L’esposizione chimica può aumentare il rischio di Parkinson. Bastano due anni di intensa esposizione al TCE, una sostanza chimica liquida che permane nell’aria, nell’acqua e nel suolo, per vedere aumentato il rischio di ammalarsi del 70%. La ricerca è stata pubblicata su JAMA Neurology.
Nello studio, i ricercatori dell’Università di San Francisco e del San Francisco VA Medical Center, hanno confrontato le diagnosi di Parkinson in circa 160.000 veterani della Marina. Poco più della metà proveniva da Camp Lejeune nella Carolina del Nord, dove il TCE veniva utilizzato per sgrassare attrezzature militari e l’acqua era contaminata. Il resto proveniva da Camp Pendleton in California, dove l’acqua non era contaminata.

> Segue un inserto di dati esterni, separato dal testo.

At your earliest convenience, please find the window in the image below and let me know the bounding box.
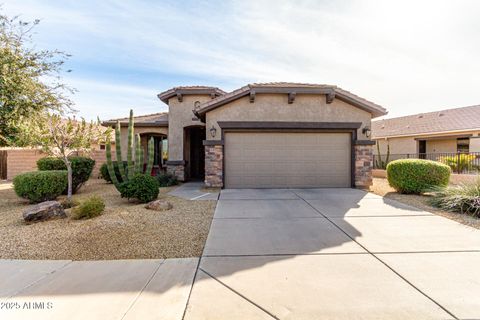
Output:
[457,138,470,153]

Come si legge su Medical X Press, i membri del servizio hanno trascorso almeno tre mesi nei campi tra il 1975 e il 1985, un periodo in cui il TCE nell’acqua a Camp Lejeune ha superato di 70 volte i livelli massimi di sicurezza. I ricercatori hanno avuto accesso ai dati sanitari di follow-up sui membri del servizio tra il 1997 e il 2021, momento in cui ci si potrebbe aspettare che il Parkinson si sviluppi.
I ricercatori hanno scoperto che a 430 veterani era stato diagnosticato il morbo di Parkinson e che il rischio dei veterani di Lejeune era superiore del 70% rispetto ai veterani di Pendleton. “Il TCE è ancora una sostanza chimica molto comunemente usata negli Stati Uniti e in tutto il mondo. La sua produzione è aumentata negli ultimi anni ed è ampiamente disponibile online”, ha affermato. “Sfortunatamente, non esiste un modo semplice per sapere se sei stato esposto, a meno che tu non abbia lavorato direttamente con esso. Molti di noi hanno livelli rilevabili di TCE nei nostri corpi, ma viene metabolizzato ed escreto molto rapidamente, quindi sangue e urina i test riflettono solo un’esposizione molto recente.”
“La perdita del senso dell’olfatto, un disturbo del sonno noto come RBD, ansia, depressione e costipazione possono essere i primi segni del Parkinson, ma solo una piccolissima parte delle persone li svilupperà”, ha detto l’autrice senior dello studio, Caroline M. Tanner, del Dipartimento di Neurologia dell’UCSF nel Weill Institute for Neurosciences e del SFVA Medical Service. Fonte: Medical X Press.